Il 21 marzo 1956 vince l’Oscar come  migliore attrice. Prima italiana nella storia. Primato assoluto. Per una non di lingua inglese. Per “La rosa tatuata” del 1955. Di Daniel Mann. Nel ruolo di Serafina Delle Rose al fianco di Burt Lancaster. Scritto per lei da Tennessee Williams, che l’aveva vista in “Roma città aperta”. Capolavoro del neorealismo. Girato, nel 1945, a guerra appena finita, da Roberto Rossellini. Servendosi di pellicole scadute e di un set di fortuna. Ispirato alle storie vere di Teresa Gullace uccisa dai soldati tedeschi durante l’occupazione di Roma, mentre tentava di parlare al marito fatto prigioniero e di don Luigi Morosini, torturato e ucciso dai nazisti perché in contatto con la Resistenza. Assieme a “Miracolo”. Ancora Roberto Rossellini. A varcare l’oceano. In alea planetaria. Tant’è che il russo Jurij Gagarin. Primo uomo a volare nel cosmo. Il 12 aprile 1961, le riservò un saluto speciale. In dedica, dallo spazio. A conferma che, lei soltanto, in tutto il mondo, poteva essere omaggiata tra le stelle. Anna Magnani. La “Nannarella” dell’avanspettacolo. Nata il 7 marzo 1908. A Roma. Donna di popolo. Sanguigna. Tutta d’un pezzo. Figlia di Marina Magnani. Ragazza madre. Diciottenne. Piccola sartina originaria di Fano. Toccherà alla nonna crescere Anna. In tenera età, sua mamma essendosi trasferita ad Alessandria d’Egitto. Per andare in sposa a un austriaco. Facoltoso. Da qui, le presunte fattezze egiziane di Anna. Agli inizi, pure lei stessa, non si sottrasse all’idea. Ma poi, con il tempo, sentì di affermare le proprie radici. Alla ricerca del padre. Fino a scoprire che era calabrese e che di cognome faceva Del Duce. A quel punto, si stoppò. “Mica volevo passa’ pe’ la figlia del Duce!”. Getti di spontaneità. Reattività da maestra di palcoscenico. Non a caso. L’incontro con Totò. A siglare uno dei più riusciti sodalizi del teatro. Una sintonia che veniva da lontano. Infanzia difficile. Non avere mai conosciuto il papà. Entrambi. Guidati da forte desiderio di riscatto. 

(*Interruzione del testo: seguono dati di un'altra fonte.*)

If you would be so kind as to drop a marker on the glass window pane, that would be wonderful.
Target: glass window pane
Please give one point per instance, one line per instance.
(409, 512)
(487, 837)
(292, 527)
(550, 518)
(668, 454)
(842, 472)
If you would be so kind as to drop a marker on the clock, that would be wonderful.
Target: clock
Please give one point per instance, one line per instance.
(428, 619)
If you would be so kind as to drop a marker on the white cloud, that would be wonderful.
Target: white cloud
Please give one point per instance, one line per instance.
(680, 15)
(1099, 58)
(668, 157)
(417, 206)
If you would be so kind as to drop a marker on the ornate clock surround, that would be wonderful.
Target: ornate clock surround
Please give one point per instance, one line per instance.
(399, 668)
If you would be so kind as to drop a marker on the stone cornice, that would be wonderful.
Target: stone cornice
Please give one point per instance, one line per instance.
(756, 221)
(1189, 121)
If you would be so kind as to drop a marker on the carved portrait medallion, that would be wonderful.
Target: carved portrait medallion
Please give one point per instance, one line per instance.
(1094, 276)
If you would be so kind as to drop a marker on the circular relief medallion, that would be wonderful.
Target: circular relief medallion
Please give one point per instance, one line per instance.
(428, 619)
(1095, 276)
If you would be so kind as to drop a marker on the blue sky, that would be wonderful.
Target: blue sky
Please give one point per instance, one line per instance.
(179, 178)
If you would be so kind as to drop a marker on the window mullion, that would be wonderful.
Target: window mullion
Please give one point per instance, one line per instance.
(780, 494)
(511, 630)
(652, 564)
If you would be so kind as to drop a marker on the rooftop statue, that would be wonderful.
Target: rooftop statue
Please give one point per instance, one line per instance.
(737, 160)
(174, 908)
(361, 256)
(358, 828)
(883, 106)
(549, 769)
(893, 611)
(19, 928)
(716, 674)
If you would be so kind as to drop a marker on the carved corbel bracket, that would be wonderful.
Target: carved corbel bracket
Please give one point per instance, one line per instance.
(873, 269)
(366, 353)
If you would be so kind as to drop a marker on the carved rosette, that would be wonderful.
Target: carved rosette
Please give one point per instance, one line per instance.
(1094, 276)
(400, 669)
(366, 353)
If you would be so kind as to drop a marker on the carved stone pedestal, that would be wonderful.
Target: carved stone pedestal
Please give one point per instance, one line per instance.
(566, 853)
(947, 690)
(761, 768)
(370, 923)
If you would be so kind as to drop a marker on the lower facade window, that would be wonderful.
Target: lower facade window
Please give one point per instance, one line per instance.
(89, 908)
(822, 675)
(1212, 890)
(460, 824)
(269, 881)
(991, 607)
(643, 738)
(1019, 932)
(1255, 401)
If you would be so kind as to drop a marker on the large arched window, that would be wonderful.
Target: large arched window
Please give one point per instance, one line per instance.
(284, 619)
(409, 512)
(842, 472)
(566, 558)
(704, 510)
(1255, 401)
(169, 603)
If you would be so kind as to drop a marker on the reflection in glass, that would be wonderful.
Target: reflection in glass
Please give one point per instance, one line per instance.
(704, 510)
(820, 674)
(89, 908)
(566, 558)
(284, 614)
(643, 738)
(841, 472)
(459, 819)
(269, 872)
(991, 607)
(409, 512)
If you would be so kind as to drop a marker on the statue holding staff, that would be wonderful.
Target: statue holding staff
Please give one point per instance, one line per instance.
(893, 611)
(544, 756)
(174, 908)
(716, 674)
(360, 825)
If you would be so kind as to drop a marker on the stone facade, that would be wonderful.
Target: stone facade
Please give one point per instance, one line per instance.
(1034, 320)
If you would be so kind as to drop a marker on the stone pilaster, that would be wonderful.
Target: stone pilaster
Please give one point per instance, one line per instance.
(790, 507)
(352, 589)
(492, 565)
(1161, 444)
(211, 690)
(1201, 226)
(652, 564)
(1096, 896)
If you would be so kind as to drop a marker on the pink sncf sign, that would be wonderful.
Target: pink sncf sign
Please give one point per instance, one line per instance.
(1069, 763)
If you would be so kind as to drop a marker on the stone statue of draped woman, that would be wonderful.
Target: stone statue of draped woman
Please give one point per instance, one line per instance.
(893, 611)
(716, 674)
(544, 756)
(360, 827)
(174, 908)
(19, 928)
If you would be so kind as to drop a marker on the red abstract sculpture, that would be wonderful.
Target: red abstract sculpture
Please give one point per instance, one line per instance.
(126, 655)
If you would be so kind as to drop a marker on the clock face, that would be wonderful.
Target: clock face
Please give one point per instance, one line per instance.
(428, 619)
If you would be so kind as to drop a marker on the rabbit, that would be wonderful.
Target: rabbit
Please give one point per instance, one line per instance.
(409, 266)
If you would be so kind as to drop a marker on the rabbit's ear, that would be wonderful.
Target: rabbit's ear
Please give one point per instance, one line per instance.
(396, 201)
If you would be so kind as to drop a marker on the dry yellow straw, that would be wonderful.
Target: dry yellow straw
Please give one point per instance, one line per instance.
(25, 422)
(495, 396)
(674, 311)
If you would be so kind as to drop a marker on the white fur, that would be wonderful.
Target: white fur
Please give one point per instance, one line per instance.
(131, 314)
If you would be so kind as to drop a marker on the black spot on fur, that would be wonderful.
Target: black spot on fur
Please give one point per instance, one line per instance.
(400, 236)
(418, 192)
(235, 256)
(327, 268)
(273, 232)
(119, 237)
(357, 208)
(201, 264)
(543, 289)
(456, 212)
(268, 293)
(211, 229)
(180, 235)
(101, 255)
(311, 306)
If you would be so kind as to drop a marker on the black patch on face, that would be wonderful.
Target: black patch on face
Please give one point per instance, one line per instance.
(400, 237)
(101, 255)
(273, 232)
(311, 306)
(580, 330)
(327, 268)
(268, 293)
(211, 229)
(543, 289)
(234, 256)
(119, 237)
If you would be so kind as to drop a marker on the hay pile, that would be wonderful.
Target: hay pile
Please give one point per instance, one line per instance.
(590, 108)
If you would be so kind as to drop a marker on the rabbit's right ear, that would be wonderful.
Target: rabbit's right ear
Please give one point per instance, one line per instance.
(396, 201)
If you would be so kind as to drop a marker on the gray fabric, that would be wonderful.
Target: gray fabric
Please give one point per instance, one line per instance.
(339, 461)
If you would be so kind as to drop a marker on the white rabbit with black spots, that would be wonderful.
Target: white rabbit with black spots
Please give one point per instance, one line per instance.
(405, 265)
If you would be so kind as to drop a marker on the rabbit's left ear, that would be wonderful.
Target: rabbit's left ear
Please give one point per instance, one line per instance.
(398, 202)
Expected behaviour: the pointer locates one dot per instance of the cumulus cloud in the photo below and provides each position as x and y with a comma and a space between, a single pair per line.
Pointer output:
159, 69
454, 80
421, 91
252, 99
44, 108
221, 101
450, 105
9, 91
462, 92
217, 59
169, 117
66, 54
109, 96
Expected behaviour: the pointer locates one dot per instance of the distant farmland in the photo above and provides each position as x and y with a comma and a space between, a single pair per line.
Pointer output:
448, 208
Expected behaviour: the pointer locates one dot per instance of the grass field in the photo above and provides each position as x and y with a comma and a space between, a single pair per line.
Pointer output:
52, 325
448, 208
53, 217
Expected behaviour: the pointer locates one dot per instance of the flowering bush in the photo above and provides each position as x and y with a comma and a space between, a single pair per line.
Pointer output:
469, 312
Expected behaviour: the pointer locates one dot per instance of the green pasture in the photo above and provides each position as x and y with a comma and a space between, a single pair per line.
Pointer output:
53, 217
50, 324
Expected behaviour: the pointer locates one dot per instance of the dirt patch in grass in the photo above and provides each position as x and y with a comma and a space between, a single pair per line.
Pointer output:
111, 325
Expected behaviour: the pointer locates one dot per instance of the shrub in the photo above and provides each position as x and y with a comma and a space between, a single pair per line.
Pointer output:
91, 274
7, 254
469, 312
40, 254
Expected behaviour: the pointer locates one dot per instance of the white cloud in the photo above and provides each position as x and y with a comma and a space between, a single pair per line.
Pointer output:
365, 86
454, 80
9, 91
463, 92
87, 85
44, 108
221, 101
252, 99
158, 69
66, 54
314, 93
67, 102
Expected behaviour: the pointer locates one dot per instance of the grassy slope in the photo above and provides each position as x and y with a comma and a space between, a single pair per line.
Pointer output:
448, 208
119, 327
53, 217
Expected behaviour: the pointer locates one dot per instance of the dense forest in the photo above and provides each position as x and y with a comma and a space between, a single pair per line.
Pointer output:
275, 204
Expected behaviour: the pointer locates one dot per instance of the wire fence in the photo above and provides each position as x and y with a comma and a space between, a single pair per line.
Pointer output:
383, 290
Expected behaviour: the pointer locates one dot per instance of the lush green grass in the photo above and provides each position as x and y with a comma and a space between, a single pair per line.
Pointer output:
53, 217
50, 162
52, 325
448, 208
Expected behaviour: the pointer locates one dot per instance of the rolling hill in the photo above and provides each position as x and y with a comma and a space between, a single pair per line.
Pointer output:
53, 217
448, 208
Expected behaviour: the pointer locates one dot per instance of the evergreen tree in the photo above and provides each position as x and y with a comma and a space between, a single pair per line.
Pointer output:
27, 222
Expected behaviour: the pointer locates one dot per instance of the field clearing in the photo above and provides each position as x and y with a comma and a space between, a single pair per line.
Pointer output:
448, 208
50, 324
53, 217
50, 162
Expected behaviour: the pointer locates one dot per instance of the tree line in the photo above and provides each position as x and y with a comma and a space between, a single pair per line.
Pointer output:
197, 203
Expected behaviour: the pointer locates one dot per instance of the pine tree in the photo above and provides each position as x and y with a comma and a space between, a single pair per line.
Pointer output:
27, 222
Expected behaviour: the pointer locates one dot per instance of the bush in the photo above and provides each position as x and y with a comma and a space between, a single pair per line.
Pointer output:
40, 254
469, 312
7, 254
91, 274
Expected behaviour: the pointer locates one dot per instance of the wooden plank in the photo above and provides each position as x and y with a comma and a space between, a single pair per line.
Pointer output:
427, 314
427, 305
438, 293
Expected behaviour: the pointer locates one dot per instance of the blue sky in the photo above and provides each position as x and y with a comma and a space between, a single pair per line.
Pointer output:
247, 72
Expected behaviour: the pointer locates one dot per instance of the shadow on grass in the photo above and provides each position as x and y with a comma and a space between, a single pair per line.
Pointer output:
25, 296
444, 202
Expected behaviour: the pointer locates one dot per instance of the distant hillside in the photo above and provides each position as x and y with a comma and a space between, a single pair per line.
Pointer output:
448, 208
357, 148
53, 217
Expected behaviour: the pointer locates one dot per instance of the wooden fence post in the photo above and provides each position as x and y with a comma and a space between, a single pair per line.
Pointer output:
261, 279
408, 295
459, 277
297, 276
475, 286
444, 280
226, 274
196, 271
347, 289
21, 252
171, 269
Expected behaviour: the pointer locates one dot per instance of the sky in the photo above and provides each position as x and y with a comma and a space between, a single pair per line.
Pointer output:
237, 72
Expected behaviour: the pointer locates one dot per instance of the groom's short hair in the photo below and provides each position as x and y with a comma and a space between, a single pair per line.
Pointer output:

Talento naturale, Anna aveva frequentato il liceo. Studiato pianoforte e arte drammatica. Nel 1972, la sua ultima apparizione. In una torrida notte, nei vicoli romani, rispondendo al regista. È la sua firma. Nel celebre cameo. In “Roma” di Federico Fellini. Una calda giornata del 1973, lasciò la sua casa. Per non farvi ritorno. Mai più. Venti giorni dopo, infatti, spirò nella clinica “Mater Dei” ai Parioli. Era il 26 settembre. Fra poco, faranno cinquant’anni. Strappata violentemente alla vita. Da male fulminante. Senza pietà. Tragica veggenza. L’assassinio di Pina alias Anna Magnani. Colpita a tradimento. Tentando di impedire che il marito venisse portato via da un camion. La celeberrima scena. In “Roma città aperta”. Verismo. Sbattuto sullo schermo. Nella finzione. Falciata da una raffica di colpi. Sotto gli occhi del figlio. Le cui grida strazianti, ne accompagnano l’intenso abbraccio. Tutto finito lì. Su quel selciato. Martire. Mamma di tutte e di tutti. Per sempre. Come nella realtà. “Quasi emblema, in noi l’urlo della Magnani / sotto le ciocche disordinatamente assolute, / rinnova nelle disperate panoramiche, e nelle occhiate vive e mute / si addensa il senso della tragedia”. Non poteva, Pier Paolo Pasolini, trovare versi più belli.